One can see that LungSeg’s metrics are higher. With a similar dice coefficient, LungSeg is more sensitive, but before making any conclusion, we should take a look at the images.
Here we can see that the large cancer tissue isn’t included in a mask generated by lungmask while LungSeg selects it correctly. Also, the bronchi region was segmented by LungSeg and GT, but were not segmented by lungmask. Both of these features contribute to increased sensitivity. In most cases, it is more preferable to segment cancer tissues as a part of a lungs and ignore the bronchi region. In these terms, we recommend choosing the solution, which is closer to your task.

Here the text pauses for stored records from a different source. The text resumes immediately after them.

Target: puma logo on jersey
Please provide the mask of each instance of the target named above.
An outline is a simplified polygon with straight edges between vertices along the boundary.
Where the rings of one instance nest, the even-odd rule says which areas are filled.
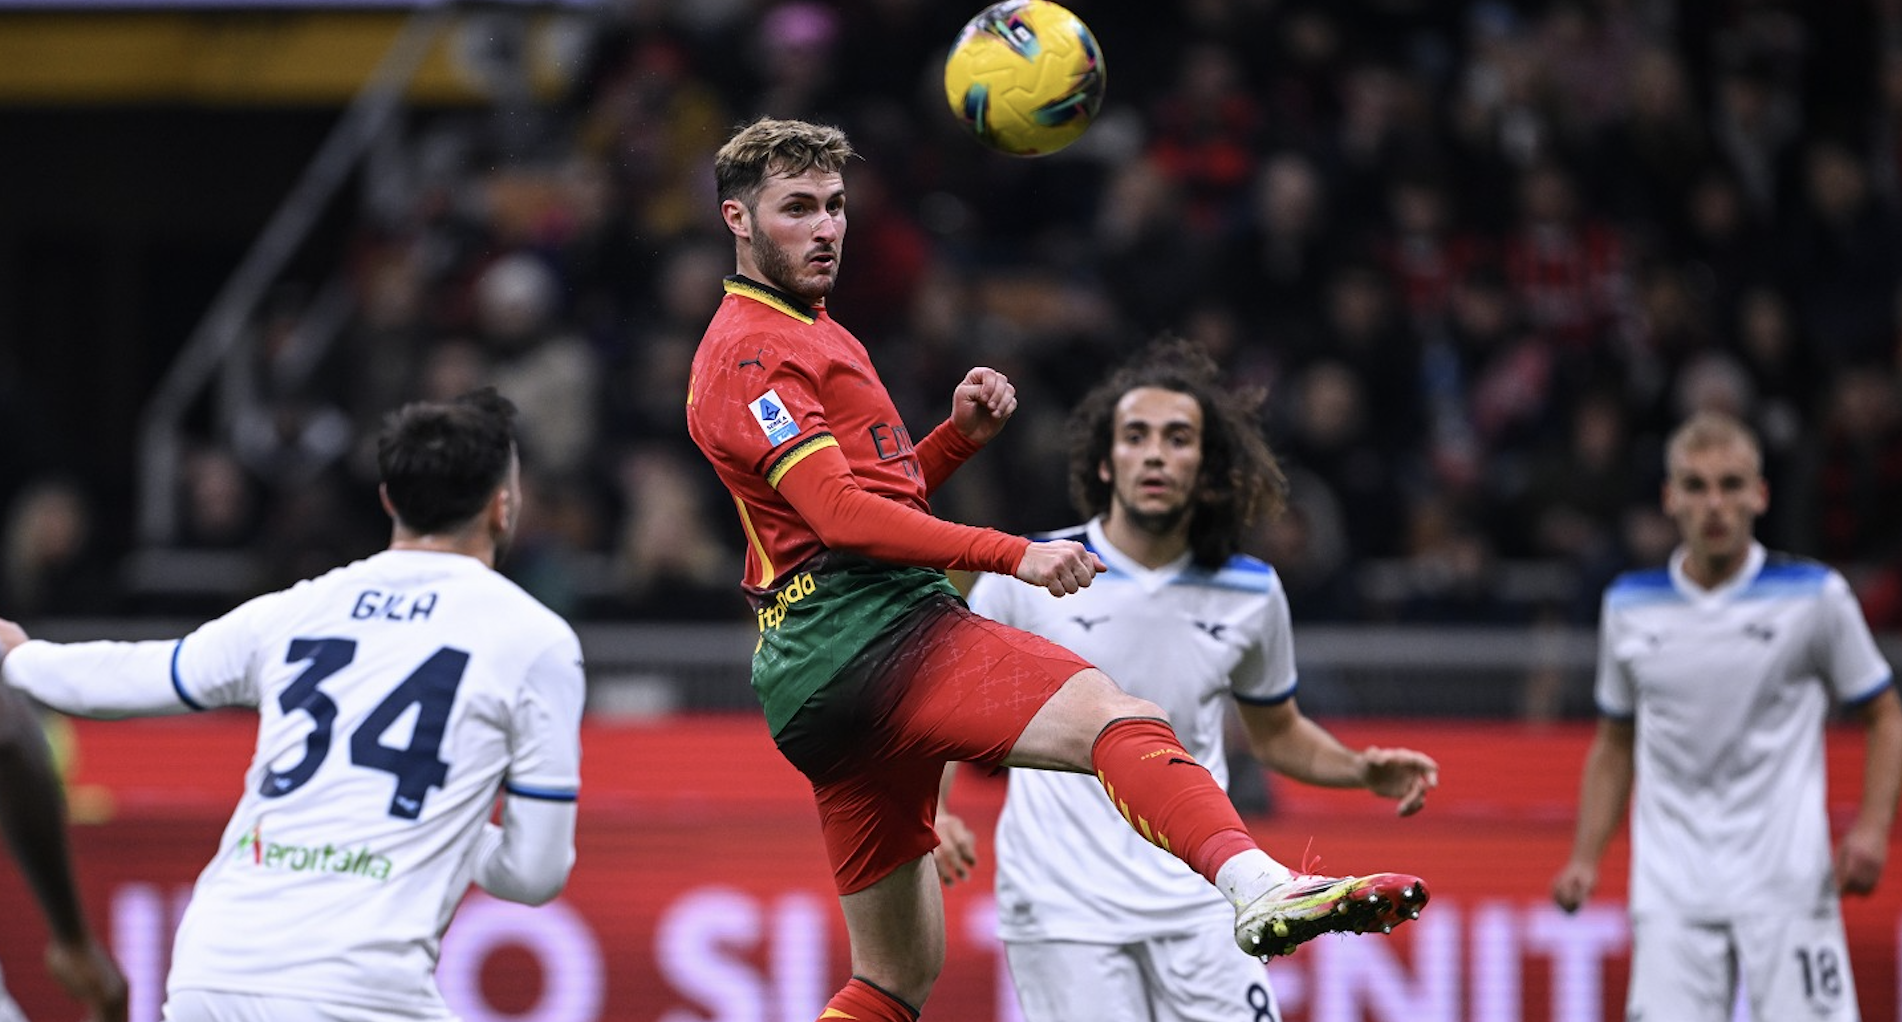
[[[1760,625],[1755,621],[1744,626],[1744,634],[1764,643],[1777,637],[1777,633],[1769,625]]]
[[[1083,630],[1087,632],[1090,629],[1095,628],[1097,625],[1100,625],[1103,622],[1108,621],[1109,618],[1108,617],[1084,617],[1083,615],[1079,614],[1071,618],[1070,620],[1075,621],[1078,625],[1081,625]]]
[[[753,355],[752,358],[741,359],[739,364],[735,365],[733,368],[745,369],[747,366],[759,366],[761,369],[764,369],[766,368],[765,359],[766,359],[766,349],[759,348],[756,350],[756,353]]]
[[[1197,628],[1207,632],[1209,638],[1217,642],[1222,641],[1222,633],[1228,631],[1228,625],[1220,621],[1197,621],[1194,624]]]

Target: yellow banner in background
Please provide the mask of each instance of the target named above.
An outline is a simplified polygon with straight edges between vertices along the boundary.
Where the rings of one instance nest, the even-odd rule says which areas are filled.
[[[381,11],[0,14],[0,103],[335,105],[369,80],[410,15]],[[550,98],[576,69],[577,15],[458,15],[411,102],[492,98],[511,74]]]

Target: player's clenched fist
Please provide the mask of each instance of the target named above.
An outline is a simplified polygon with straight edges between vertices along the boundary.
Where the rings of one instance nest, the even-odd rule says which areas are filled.
[[[1043,586],[1052,596],[1065,596],[1090,584],[1099,571],[1109,565],[1083,544],[1070,539],[1032,543],[1017,562],[1018,578],[1033,586]]]
[[[988,366],[965,373],[951,392],[951,424],[974,443],[989,443],[1016,411],[1017,388]]]

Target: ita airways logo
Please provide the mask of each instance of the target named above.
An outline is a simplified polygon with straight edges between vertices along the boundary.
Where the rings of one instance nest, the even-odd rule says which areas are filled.
[[[289,873],[341,873],[378,883],[388,880],[395,869],[389,856],[369,848],[339,848],[329,843],[287,845],[268,840],[264,836],[262,820],[251,824],[251,829],[238,838],[237,845],[231,850],[231,857],[243,865],[258,869]]]
[[[792,413],[786,410],[786,402],[779,399],[779,391],[769,390],[754,398],[746,406],[753,413],[753,421],[766,434],[766,442],[778,447],[780,444],[799,435],[799,424],[793,421]]]

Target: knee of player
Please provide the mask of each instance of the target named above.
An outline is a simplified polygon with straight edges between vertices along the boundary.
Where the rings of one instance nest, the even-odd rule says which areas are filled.
[[[1169,719],[1168,710],[1140,696],[1133,696],[1127,692],[1121,692],[1120,695],[1121,698],[1111,709],[1111,719],[1120,720],[1127,717],[1153,717],[1165,724],[1169,724],[1172,727],[1174,726],[1174,723]]]

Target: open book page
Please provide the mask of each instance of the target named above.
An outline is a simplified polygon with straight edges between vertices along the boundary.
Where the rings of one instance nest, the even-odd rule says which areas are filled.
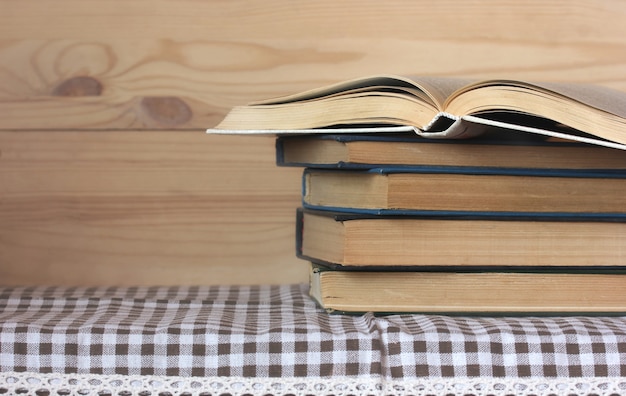
[[[445,111],[444,104],[455,92],[471,85],[474,80],[448,77],[410,77],[410,81],[419,87],[437,103],[439,111]]]
[[[443,104],[453,92],[470,84],[472,80],[445,78],[445,77],[401,77],[393,75],[377,75],[357,78],[332,84],[292,95],[253,102],[250,105],[276,105],[291,102],[330,98],[337,95],[353,93],[383,93],[390,90],[406,92],[431,103],[439,111],[443,111]]]
[[[436,84],[444,86],[446,81],[447,79],[442,79],[442,81],[436,81]],[[582,103],[588,107],[626,119],[626,92],[604,86],[580,83],[530,82],[522,80],[468,81],[466,85],[459,86],[456,92],[447,93],[447,100],[444,106],[447,107],[450,102],[466,92],[484,87],[514,87],[518,90],[535,91],[555,99]]]
[[[332,96],[345,91],[360,89],[375,84],[379,77],[359,78],[354,80],[342,81],[332,85],[326,85],[323,87],[313,88],[304,92],[296,92],[291,95],[279,96],[275,98],[269,98],[265,100],[259,100],[251,102],[249,106],[256,105],[275,105],[291,102],[307,101],[312,99],[319,99],[321,97]]]
[[[298,92],[291,95],[252,102],[249,105],[276,105],[292,102],[305,102],[315,99],[333,97],[337,95],[346,95],[349,93],[385,91],[386,89],[388,90],[390,88],[397,88],[399,91],[413,91],[416,96],[421,97],[424,100],[430,101],[436,107],[439,107],[439,105],[443,103],[442,101],[435,103],[432,100],[428,100],[428,98],[430,98],[430,95],[428,95],[427,93],[414,92],[415,88],[419,87],[416,87],[411,80],[391,75],[375,75],[370,77],[355,78],[352,80],[342,81],[336,84],[326,85],[323,87],[314,88],[308,91]]]
[[[626,92],[598,85],[542,82],[536,85],[626,119]]]

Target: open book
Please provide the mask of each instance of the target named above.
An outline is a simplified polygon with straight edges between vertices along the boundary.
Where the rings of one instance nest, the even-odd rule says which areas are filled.
[[[373,76],[234,107],[209,133],[415,131],[465,138],[488,127],[626,149],[626,92],[601,86]]]

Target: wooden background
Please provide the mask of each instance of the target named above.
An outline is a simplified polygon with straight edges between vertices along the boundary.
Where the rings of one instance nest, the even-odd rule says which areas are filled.
[[[306,280],[300,169],[207,136],[375,73],[626,90],[624,1],[0,0],[0,283]]]

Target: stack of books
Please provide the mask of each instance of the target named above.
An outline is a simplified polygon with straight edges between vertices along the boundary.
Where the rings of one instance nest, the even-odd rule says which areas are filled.
[[[626,313],[626,94],[380,76],[210,131],[276,133],[304,169],[296,252],[329,311]]]

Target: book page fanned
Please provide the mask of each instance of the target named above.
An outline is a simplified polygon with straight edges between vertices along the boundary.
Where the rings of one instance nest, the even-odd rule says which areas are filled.
[[[414,126],[354,126],[340,128],[315,128],[315,129],[207,129],[208,134],[222,135],[307,135],[307,134],[338,134],[338,133],[400,133],[414,132],[428,139],[469,139],[483,134],[489,128],[508,129],[513,131],[527,132],[535,135],[543,135],[558,139],[572,140],[582,143],[595,144],[598,146],[626,150],[626,144],[611,142],[573,133],[557,132],[548,129],[534,128],[519,124],[511,124],[502,121],[491,120],[478,116],[466,115],[456,117],[449,113],[441,112],[424,129]]]

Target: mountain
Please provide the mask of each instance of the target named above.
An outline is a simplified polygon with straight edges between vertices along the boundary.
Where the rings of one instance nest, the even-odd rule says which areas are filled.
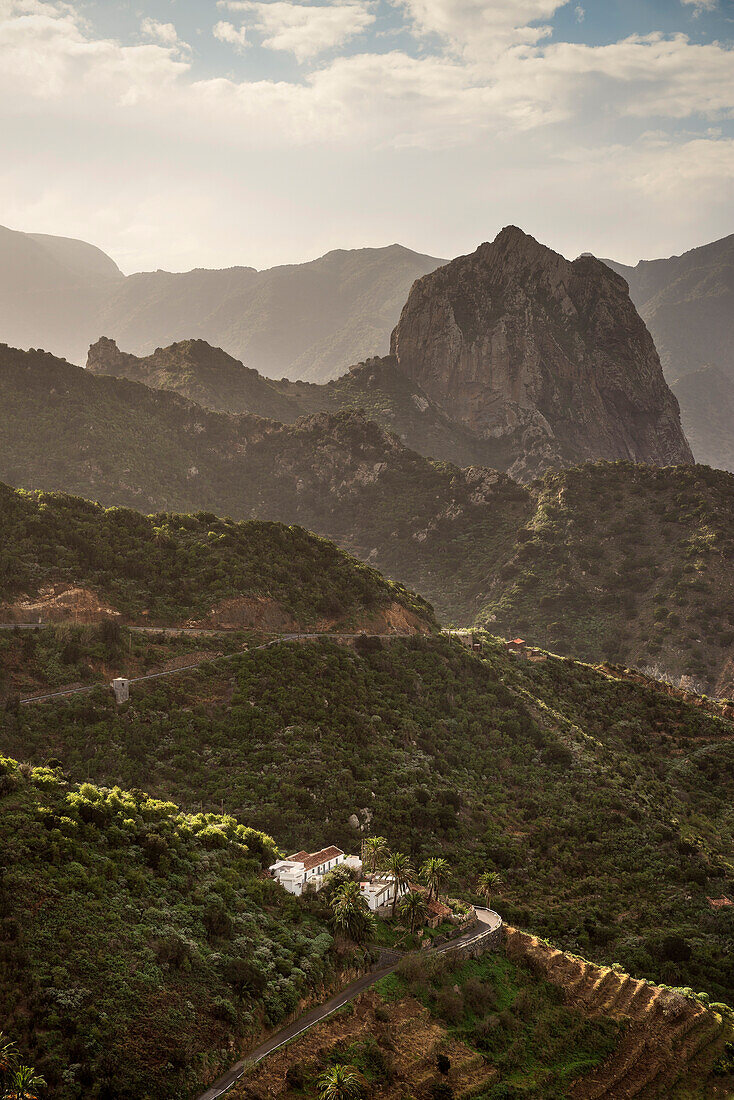
[[[415,284],[391,352],[452,419],[519,436],[521,456],[692,461],[624,280],[514,226]]]
[[[38,654],[50,652],[50,633],[38,634]],[[73,625],[63,640],[78,663],[99,645]],[[202,827],[224,805],[284,851],[355,851],[368,826],[417,865],[447,859],[452,896],[472,896],[481,872],[499,871],[495,907],[509,924],[730,1000],[731,913],[708,898],[731,897],[734,885],[734,708],[622,669],[527,660],[482,641],[481,654],[445,635],[275,643],[135,683],[122,707],[100,687],[8,709],[3,751],[36,765],[51,758],[73,782],[203,809]],[[0,664],[24,646],[24,636],[8,638]],[[123,631],[110,673],[127,648]],[[89,835],[38,827],[60,855],[54,828],[80,844]],[[127,850],[126,836],[114,851]],[[186,888],[187,869],[173,860],[159,873]],[[23,891],[13,894],[25,906]],[[238,895],[224,897],[237,912]]]
[[[706,366],[734,378],[734,233],[634,267],[604,262],[627,280],[668,379]]]
[[[697,461],[734,470],[734,234],[635,267],[605,263],[629,283]]]
[[[196,1096],[235,1043],[342,984],[350,953],[231,815],[2,754],[0,807],[0,1013],[49,1096]]]
[[[0,340],[82,362],[101,332],[139,354],[196,337],[263,374],[322,382],[386,353],[412,283],[441,263],[395,244],[124,277],[92,245],[0,229]]]
[[[141,357],[120,351],[103,336],[89,348],[87,370],[173,390],[216,412],[252,413],[286,424],[300,416],[359,409],[419,454],[460,466],[503,469],[516,458],[501,440],[481,439],[451,420],[389,356],[358,363],[319,385],[265,378],[204,340],[183,340]]]
[[[78,347],[87,320],[122,281],[93,245],[0,226],[0,338],[22,347]]]
[[[200,340],[140,358],[102,338],[87,366],[287,422],[364,408],[427,457],[523,481],[584,459],[692,461],[624,281],[512,226],[414,285],[389,357],[326,385],[272,382]]]
[[[141,516],[2,484],[0,519],[2,622],[435,627],[420,597],[299,527]]]
[[[521,486],[362,413],[292,425],[0,347],[0,480],[144,511],[296,523],[440,619],[734,693],[734,477],[587,463]]]

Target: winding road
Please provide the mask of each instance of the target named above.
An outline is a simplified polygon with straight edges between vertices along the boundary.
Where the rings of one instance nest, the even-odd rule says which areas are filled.
[[[498,913],[495,913],[493,909],[475,908],[474,912],[481,925],[479,930],[477,930],[475,926],[468,932],[465,932],[463,936],[457,936],[456,939],[441,944],[440,947],[432,947],[426,951],[425,954],[445,955],[450,951],[456,951],[457,948],[468,947],[471,944],[479,944],[481,940],[489,937],[492,932],[495,932],[502,926],[502,918]],[[225,1092],[228,1092],[232,1086],[239,1081],[248,1066],[261,1062],[268,1054],[273,1054],[274,1051],[279,1050],[282,1046],[285,1046],[286,1043],[289,1043],[298,1035],[303,1034],[304,1031],[308,1031],[314,1024],[320,1023],[322,1020],[325,1020],[327,1016],[331,1016],[333,1012],[336,1012],[337,1009],[353,1001],[360,993],[363,993],[365,989],[369,989],[370,986],[379,982],[380,978],[384,978],[387,974],[391,974],[398,966],[399,961],[398,959],[388,966],[383,966],[378,970],[370,971],[369,974],[364,974],[361,978],[352,982],[351,985],[342,989],[341,993],[337,993],[334,997],[331,997],[330,1000],[325,1001],[324,1004],[309,1009],[308,1012],[305,1012],[303,1016],[299,1016],[292,1024],[288,1024],[287,1027],[271,1035],[264,1043],[255,1047],[255,1049],[245,1058],[241,1058],[231,1069],[228,1069],[226,1073],[222,1074],[206,1092],[202,1092],[201,1095],[197,1097],[197,1100],[217,1100],[217,1097],[223,1096]]]
[[[48,625],[48,624],[46,624]],[[0,623],[0,630],[39,630],[38,623]],[[130,626],[127,628],[137,634],[204,634],[204,635],[217,635],[234,633],[227,630],[200,630],[198,627],[154,627],[154,626]],[[262,633],[266,632],[259,632]],[[336,634],[333,632],[323,631],[321,633],[292,633],[292,634],[277,634],[269,642],[264,642],[262,645],[253,646],[251,649],[238,649],[235,653],[221,653],[214,657],[205,657],[201,661],[195,661],[190,665],[179,665],[177,668],[167,668],[163,672],[149,672],[145,676],[131,676],[128,677],[131,684],[141,684],[146,680],[159,680],[163,676],[175,676],[179,672],[191,672],[193,669],[199,668],[201,665],[212,664],[214,661],[231,661],[235,657],[241,657],[244,653],[256,653],[258,649],[267,649],[268,646],[277,645],[279,642],[309,642],[314,641],[317,638],[330,638],[333,642],[343,642],[346,640],[354,640],[355,638],[380,638],[383,641],[395,641],[396,638],[412,638],[412,634]],[[21,699],[20,702],[25,703],[44,703],[47,699],[62,699],[67,695],[83,695],[94,691],[98,687],[108,687],[106,683],[85,684],[83,687],[67,688],[65,691],[49,691],[43,695],[28,695],[25,699]]]

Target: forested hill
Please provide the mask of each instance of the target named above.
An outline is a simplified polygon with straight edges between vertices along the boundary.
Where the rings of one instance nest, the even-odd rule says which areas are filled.
[[[444,623],[734,693],[734,477],[589,463],[521,486],[431,462],[363,414],[295,424],[0,347],[0,479],[141,511],[297,523]]]
[[[73,630],[81,662],[96,641]],[[707,899],[734,888],[733,714],[490,639],[475,655],[363,638],[278,643],[135,685],[122,707],[104,690],[24,706],[3,746],[189,810],[224,801],[287,850],[355,851],[369,832],[418,865],[440,853],[456,896],[497,870],[509,923],[731,1000],[732,910]]]
[[[0,1017],[56,1100],[196,1096],[348,965],[229,815],[0,753],[0,849]]]
[[[291,630],[435,628],[432,609],[300,527],[142,516],[0,484],[0,617]]]

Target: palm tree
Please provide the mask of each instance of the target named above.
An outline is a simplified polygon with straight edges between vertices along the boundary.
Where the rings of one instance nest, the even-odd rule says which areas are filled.
[[[10,1039],[0,1031],[0,1074],[10,1073],[11,1067],[18,1061],[18,1050]]]
[[[392,915],[394,920],[395,910],[398,906],[398,897],[402,893],[403,887],[408,885],[410,876],[414,872],[410,865],[410,860],[403,852],[390,852],[385,861],[385,870],[389,875],[392,875],[395,886],[395,894],[392,899]]]
[[[379,863],[388,855],[390,849],[384,836],[368,836],[362,844],[364,862],[374,875]]]
[[[344,882],[334,894],[331,903],[333,922],[356,943],[361,943],[372,931],[374,917],[366,898],[362,897],[358,882]]]
[[[477,892],[486,900],[487,906],[492,902],[492,894],[502,885],[502,875],[499,871],[485,871],[479,876]]]
[[[428,900],[438,897],[441,887],[451,878],[451,868],[448,860],[440,856],[431,856],[420,869],[421,881],[428,887]]]
[[[3,1092],[3,1100],[38,1100],[37,1089],[45,1084],[30,1066],[18,1066]]]
[[[422,924],[428,915],[428,902],[423,894],[411,891],[404,898],[401,898],[400,912],[410,921],[410,931],[415,932],[416,925]]]
[[[321,1100],[359,1100],[364,1096],[365,1079],[354,1066],[337,1063],[324,1070],[316,1088]]]

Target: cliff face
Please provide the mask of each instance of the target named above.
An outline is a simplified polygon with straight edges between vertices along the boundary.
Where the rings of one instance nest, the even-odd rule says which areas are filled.
[[[693,461],[624,279],[514,226],[413,286],[391,351],[449,416],[516,437],[516,475],[587,458]]]

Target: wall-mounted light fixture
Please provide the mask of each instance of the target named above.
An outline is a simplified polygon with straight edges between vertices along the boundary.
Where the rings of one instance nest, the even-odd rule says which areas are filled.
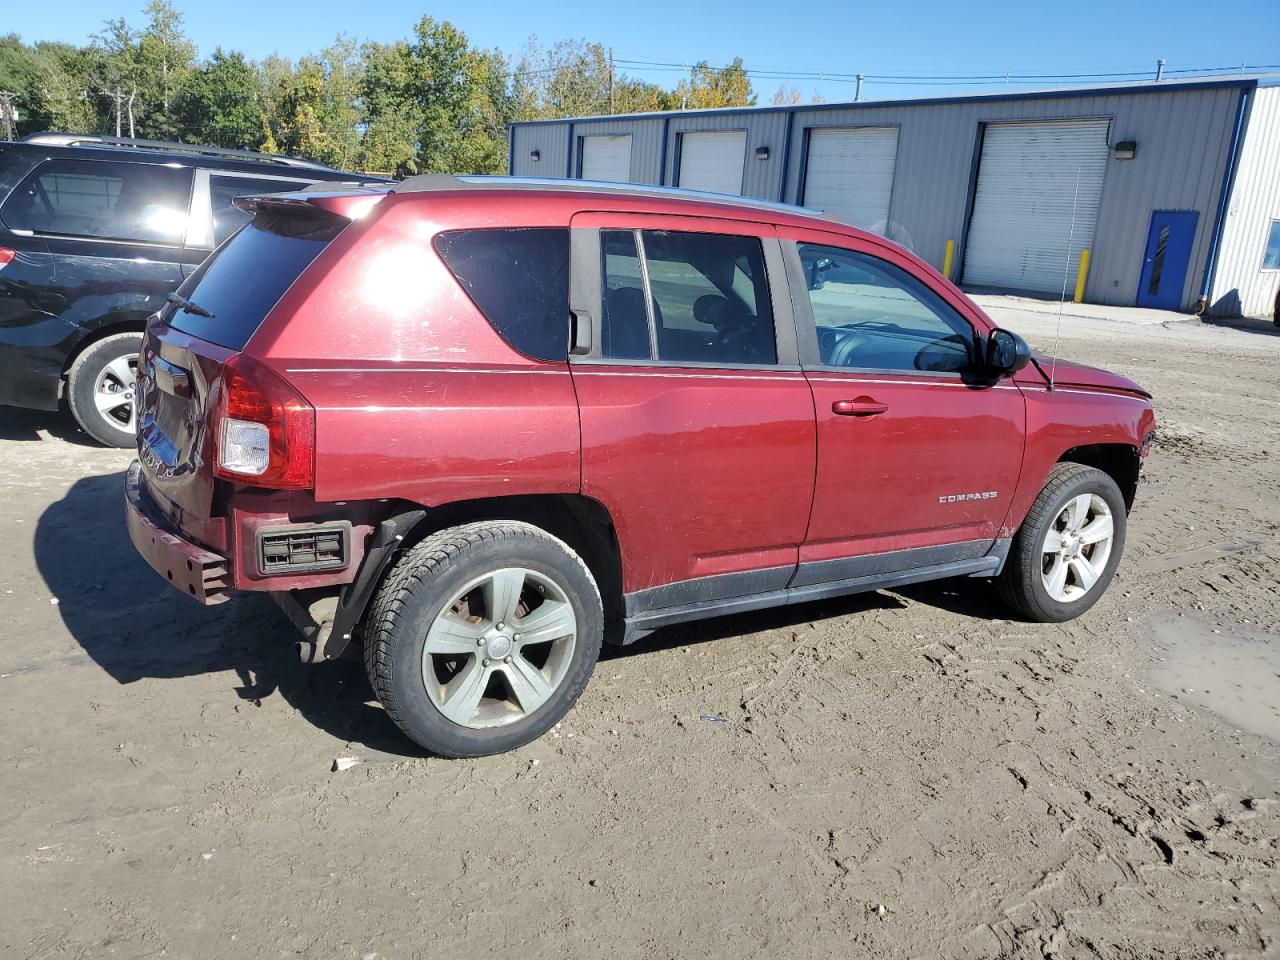
[[[541,160],[541,159],[542,159],[542,151],[541,151],[541,150],[530,150],[530,151],[529,151],[529,159],[530,159],[530,160]]]
[[[1115,155],[1117,160],[1132,160],[1138,155],[1138,141],[1121,140],[1116,144]]]
[[[768,147],[756,147],[756,159],[757,159],[757,160],[768,160],[768,159],[769,159],[769,148],[768,148]]]

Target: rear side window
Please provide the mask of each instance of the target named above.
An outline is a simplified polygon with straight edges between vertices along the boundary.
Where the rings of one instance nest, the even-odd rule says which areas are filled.
[[[213,316],[175,307],[169,325],[231,350],[244,349],[271,308],[346,225],[337,217],[259,213],[178,288]]]
[[[600,247],[601,356],[730,366],[778,362],[764,253],[755,237],[603,230]]]
[[[569,354],[569,231],[452,230],[436,252],[485,319],[539,360]]]
[[[153,163],[47,160],[0,208],[11,230],[181,246],[191,171]]]
[[[249,222],[249,214],[231,202],[236,197],[251,197],[263,193],[289,193],[293,190],[301,190],[310,183],[310,180],[224,177],[214,174],[209,178],[209,201],[213,207],[213,245],[216,247]]]

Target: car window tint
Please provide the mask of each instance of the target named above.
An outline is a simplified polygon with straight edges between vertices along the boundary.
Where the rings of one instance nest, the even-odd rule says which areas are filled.
[[[568,230],[453,230],[435,247],[508,343],[541,360],[568,356]]]
[[[10,229],[181,246],[191,171],[153,163],[46,160],[9,195]]]
[[[209,178],[209,202],[213,208],[213,245],[216,247],[249,222],[245,213],[231,201],[263,193],[288,193],[308,186],[310,180],[281,180],[275,177]]]
[[[758,239],[658,230],[642,238],[659,360],[778,362]]]
[[[285,291],[346,224],[336,217],[258,213],[178,288],[213,316],[175,306],[170,325],[210,343],[243,349]]]
[[[973,328],[922,280],[852,250],[797,247],[823,364],[935,372],[970,366]]]
[[[600,258],[604,273],[600,354],[613,360],[649,359],[649,314],[635,232],[602,230]]]

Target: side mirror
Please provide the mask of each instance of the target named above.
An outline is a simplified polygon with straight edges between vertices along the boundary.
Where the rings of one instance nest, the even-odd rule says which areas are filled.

The figure below demonstrates that LungSeg out-of-box provides robustness to body orientation. It correctly recognizes left and right lungs thanks to a special part of the processing pipeline. It covers such cases when a patient was in the prone position (but the image below was just flipped during the inference).
With regard to the computational time for the benchmark dataset, model inference takes 447s for LungSeg and 229s for lungmask. In other words, lungmask works about 2 times faster. The main reason for it is that lungmask inference network on images with a size of 256*256 pixels, but LungSeg does it with 384*384.
Botkin.AI has released the new automated lung segmentation module for CT scans called LungSeg. It is robust to high-density tissue in the lungs and to body orientation. Mostly it inherits a markup protocol from the NSCLC dataset. Enjoy it in your research and pet projects!